The Wenatchee Valley Museum & Cultural Center (WVMCC) is a museum in Wenatchee, Washington, that houses local and regional history, Native American heritage. One of the artifacts housed is the propeller used in the first trans-Pacific flight.

The museum was founded in 1939 by the Columbia River Archaeological Society. It is housed in two historic buildings, with three floors of displays interpreting life along the Columbia River in Eastern Washington. WVMCC hosts a variety of special events and family programs throughout the year.

==Exhibits==
===Propeller from the first trans-Pacific flight===
The museum exhibits the propeller from Miss Veedol, the airplane that made the first nonstop trans-Pacific flight. Pilot Clyde Pangborn and co-pilot Hugh Herndon had dropped the planes wheels and landing gear early in the 1931 flight to maintain flying weight, so Pangborn had to skid-land Miss Veedols American touch-down in the hills of East Wenatchee, and the propeller was damaged during the landing.

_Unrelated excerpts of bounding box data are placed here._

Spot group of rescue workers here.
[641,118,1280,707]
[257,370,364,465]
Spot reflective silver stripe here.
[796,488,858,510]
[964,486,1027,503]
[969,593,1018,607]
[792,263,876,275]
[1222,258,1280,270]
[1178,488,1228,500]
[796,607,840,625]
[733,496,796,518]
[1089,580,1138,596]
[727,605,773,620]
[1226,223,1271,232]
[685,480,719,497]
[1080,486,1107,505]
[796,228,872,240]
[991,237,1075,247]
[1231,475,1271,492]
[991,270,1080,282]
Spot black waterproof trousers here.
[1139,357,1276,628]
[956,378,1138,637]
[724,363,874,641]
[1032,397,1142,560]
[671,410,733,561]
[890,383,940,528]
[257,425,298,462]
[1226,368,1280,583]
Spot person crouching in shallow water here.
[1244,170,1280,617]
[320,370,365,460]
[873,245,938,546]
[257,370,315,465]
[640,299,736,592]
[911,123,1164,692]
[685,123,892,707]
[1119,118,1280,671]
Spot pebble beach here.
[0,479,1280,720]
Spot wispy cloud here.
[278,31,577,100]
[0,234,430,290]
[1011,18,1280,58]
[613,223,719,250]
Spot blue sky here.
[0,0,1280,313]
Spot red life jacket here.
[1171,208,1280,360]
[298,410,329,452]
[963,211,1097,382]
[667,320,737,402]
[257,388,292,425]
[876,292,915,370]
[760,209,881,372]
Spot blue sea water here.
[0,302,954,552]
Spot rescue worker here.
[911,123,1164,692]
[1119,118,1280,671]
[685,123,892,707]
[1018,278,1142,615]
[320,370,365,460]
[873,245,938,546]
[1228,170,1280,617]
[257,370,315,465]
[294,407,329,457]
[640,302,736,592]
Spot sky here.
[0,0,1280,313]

===Clovis points and other exhibits===
Other exhibits include 11,000-year-old Clovis points which were discovered in 1987 in East Wenatchee; petroglyphs recovered prior to the construction of the Rock Island Dam; Native American trade history; a tree fruit exhibit featuring a 1920s-era apple packing line with its unique catapult sizing machine, a model H0 scale train layout portraying three Great Northern Railway routes across the Cascade Mountains from 1892 to the present; Main Street 1910 with a general store, farm shop, house interior, and vintage autos; and a working 1919 Wurlitzer pipe organ.

==Programs==
Some of the special programs WVMCC presents for children and adults are Super Summer Adventures, geology bus tours, silent movies accompanied by the pipe organ, regional art shows, railroad history field trips, and an annual Environmental Film Festival.